Turkish President Recep Tayyip Erdoğan began to use the slogan “The world is bigger than five” (Dünya beşten büyüktür) in his international speeches in the last few years. The slogan was first used by President Erdoğan in 2013 and repeated many times in the subsequent years. Erdoğan used this phrase especially during his UN speeches in order to take support from other countries. Although Turkey so far was unable to develop a concrete foreign policy based on this slogan and its implications, expectations and plans for reforming the United Nations (UN) could become more popular in the near future. In this piece, I’ll try to analyze why this slogan is crucially important and necessary for a better future.
United Nations was established after the Second World War in accordance with the post-war conditions. Accordingly, United States of America, Soviet Union (USSR), United Kingdom, France, and Taiwan became permanent members of the UN Security Council (they are called as P5 countries). However, UN was able to reform itself in time; for instance, in the early 1970s (1971), People’s Republic of China replaced Taiwan in the Security Council. Moreover, Russian Federation succeeded Soviet Union after the dissolution of USSR in the early 1990s (1991). These two changes prove that UN could reform itself with reasonable arguments and consensus.
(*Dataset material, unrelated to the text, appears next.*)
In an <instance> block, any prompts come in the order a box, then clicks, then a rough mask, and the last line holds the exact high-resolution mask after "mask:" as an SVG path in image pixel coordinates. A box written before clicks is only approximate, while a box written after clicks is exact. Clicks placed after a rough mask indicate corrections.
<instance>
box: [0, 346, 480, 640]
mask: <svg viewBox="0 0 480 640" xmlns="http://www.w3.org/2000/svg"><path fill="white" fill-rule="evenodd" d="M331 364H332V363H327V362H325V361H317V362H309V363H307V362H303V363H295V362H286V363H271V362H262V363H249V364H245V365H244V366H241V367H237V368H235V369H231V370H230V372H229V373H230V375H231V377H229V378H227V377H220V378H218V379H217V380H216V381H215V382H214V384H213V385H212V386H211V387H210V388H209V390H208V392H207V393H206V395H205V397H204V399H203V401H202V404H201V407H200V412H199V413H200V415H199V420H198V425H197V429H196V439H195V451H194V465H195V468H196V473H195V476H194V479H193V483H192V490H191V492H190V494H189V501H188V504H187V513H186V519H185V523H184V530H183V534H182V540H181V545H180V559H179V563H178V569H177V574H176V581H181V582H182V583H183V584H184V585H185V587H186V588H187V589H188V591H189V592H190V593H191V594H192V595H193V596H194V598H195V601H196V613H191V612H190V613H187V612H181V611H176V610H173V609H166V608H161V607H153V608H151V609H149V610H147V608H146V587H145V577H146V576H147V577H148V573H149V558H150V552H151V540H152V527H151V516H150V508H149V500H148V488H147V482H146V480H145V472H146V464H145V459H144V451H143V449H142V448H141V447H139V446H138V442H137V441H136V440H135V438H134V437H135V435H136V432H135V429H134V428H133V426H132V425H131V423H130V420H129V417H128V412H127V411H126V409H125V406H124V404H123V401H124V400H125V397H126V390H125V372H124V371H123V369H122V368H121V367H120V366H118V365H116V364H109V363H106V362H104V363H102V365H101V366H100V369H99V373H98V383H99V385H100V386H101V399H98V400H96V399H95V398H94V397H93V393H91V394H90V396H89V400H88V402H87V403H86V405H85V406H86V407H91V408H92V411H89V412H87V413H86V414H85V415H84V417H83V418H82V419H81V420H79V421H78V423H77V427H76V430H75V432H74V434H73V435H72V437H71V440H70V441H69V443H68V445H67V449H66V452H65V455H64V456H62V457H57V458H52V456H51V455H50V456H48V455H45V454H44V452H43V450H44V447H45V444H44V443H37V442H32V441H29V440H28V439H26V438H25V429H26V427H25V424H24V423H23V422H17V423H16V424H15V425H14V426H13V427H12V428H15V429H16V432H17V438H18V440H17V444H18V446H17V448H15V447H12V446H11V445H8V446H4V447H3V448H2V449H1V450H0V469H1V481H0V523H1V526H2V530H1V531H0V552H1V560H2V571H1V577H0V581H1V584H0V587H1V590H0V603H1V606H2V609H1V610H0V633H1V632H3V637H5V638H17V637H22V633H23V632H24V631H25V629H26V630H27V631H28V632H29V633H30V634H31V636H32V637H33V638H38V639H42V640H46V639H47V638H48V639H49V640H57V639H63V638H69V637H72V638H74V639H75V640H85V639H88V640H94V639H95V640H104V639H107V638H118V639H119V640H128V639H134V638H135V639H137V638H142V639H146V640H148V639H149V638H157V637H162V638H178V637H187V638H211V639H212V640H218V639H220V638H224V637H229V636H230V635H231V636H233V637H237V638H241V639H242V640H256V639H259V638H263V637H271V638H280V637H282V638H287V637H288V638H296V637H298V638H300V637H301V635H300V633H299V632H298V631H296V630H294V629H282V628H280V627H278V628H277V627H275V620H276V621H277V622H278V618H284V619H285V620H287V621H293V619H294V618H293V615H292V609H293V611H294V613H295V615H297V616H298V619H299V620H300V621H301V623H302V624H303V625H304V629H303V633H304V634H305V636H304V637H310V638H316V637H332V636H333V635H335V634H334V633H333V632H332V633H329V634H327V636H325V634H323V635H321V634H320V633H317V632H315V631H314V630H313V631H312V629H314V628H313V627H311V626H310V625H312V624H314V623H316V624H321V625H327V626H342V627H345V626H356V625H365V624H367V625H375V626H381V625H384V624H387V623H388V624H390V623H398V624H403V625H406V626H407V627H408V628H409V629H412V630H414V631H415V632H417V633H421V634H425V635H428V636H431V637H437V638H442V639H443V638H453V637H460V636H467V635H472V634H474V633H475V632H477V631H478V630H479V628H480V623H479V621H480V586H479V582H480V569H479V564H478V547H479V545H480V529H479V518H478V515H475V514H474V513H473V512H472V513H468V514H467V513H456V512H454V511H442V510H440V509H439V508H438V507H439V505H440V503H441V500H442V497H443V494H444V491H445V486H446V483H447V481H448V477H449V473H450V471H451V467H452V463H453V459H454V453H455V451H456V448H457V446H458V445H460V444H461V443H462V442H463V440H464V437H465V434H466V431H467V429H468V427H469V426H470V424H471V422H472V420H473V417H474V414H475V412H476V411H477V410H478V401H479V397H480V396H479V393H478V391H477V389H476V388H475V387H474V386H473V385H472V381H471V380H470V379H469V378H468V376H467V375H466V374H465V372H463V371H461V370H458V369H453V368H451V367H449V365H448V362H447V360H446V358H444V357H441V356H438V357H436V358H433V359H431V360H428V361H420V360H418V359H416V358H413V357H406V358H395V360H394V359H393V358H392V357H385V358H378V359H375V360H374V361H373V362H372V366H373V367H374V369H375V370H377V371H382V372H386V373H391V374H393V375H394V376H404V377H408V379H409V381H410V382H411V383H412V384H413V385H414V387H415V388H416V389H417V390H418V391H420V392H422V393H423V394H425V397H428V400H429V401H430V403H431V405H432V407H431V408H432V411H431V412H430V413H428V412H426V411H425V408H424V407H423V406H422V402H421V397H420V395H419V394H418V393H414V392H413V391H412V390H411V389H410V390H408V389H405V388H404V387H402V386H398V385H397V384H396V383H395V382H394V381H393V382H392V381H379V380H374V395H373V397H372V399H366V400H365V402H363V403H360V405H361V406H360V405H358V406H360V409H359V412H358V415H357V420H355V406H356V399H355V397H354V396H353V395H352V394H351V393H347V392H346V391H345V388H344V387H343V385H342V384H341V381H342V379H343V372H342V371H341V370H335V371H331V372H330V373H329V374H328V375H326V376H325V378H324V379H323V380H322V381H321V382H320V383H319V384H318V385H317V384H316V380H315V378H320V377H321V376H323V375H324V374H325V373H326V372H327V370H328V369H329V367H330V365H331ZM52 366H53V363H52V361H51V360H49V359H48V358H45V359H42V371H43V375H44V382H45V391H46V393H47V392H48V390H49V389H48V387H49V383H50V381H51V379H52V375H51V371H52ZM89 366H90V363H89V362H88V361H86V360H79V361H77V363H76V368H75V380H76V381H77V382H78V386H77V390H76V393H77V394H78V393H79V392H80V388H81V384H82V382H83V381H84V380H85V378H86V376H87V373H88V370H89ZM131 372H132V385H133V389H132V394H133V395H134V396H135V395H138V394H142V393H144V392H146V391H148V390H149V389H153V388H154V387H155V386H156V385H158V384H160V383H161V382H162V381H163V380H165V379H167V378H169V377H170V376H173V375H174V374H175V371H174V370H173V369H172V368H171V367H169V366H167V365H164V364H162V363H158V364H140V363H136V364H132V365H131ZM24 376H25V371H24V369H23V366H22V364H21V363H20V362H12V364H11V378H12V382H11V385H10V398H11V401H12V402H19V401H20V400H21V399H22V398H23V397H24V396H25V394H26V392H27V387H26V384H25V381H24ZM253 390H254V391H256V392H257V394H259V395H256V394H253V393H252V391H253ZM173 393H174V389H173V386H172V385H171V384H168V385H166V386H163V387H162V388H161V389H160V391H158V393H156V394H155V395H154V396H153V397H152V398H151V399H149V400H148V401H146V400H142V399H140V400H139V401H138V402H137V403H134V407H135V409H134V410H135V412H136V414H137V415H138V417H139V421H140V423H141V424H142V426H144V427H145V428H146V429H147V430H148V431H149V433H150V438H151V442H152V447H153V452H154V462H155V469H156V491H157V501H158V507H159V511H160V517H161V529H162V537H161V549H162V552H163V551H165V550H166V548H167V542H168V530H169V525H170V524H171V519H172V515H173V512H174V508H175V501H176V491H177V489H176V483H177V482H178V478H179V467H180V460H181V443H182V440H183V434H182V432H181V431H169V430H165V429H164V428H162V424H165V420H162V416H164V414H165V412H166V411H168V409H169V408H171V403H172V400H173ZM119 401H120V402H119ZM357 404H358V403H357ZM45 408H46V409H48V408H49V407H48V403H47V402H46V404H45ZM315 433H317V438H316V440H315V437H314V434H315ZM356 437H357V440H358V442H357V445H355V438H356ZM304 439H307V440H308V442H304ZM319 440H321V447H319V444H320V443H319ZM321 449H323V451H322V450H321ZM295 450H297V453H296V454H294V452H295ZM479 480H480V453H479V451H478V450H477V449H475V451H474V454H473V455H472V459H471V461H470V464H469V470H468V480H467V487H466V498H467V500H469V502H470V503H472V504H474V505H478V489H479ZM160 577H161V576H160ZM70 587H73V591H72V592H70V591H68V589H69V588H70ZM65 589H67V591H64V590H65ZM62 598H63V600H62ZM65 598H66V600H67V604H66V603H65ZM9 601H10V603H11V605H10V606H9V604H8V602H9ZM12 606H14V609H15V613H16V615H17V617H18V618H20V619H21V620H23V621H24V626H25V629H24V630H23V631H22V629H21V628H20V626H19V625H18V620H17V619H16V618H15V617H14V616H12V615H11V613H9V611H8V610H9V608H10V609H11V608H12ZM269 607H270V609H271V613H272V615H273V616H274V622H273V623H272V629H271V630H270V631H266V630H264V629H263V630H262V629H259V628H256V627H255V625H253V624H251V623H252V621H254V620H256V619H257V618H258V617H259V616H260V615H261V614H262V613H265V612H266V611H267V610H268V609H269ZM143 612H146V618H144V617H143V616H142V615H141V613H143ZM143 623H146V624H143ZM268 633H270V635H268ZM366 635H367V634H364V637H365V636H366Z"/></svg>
UN so far was unable to solve major political problems in the world including Israel-Palestine Conflict, Cyprus Dispute, Kashmir Conflict, and Nagorno-Karabakh Dispute. This was caused by P5 countries’ political preferences and their indifference towards other countries’ and nations’ sufferings. In many times, one country was able to block the UN Security Council to make a decision because of its national interests or historical rivalry towards another state. That is why, Turkish President’s slogan in fact carries a very important and politically correct message: we cannot create a peaceful world when 5 countries have right to decide over the future of other 192-193 states. I should admit that, as an academic it is very hard to explain to my students why millions of Muslims, Hindus, and Jews are not represented in the UN Security Council and only Christian nations and China were given such privilege. That is why, Turkey could actually turn this slogan into a macro reform project for the UN. In that case, it is much easier to abolish the UN Security Council and to transform UN General Assembly into a world parliament (as it was hoped by Immanuel Kant long decades ago) where all decisions could be taken by 2/3 majority in voting. If this happens, naturally, all countries will increase their diplomatic efforts and lobbying activities towards other countries. This will not only increase UN’s legitimacy, but also boost peace in global politics. Moreover, diplomacy and the study of International Relations will also develop during this process since all countries will try to improve their legitimacy and take more support from other countries by making academic studies and diplomatic activities.
For all these reasons, I think reforming the UN should be the top priority of all states in the 21st century. Otherwise, clashes of national interests and the structure of P5 will lead us towards new wars and conflicts in addition to existing ones in the following years. For many, this slogan and political ideal might be conceived too idealistic for the moment; but remember that just few decades ago male-female equality and racial equality were also unthinkable in many states. However, nowadays UN and all states work together in order to provide gender equality and prevention of racial discrimination. So, equality of states could also be a very reasonable argument in the near future in case Turkey is politically supported by other countries. Especially Russia and China, two countries trying to become more influential in global politics could support the Turkish cause; because this might lead these two countries to take more support from developing countries (especially in Africa) and diminish criticism towards their domestic regimes.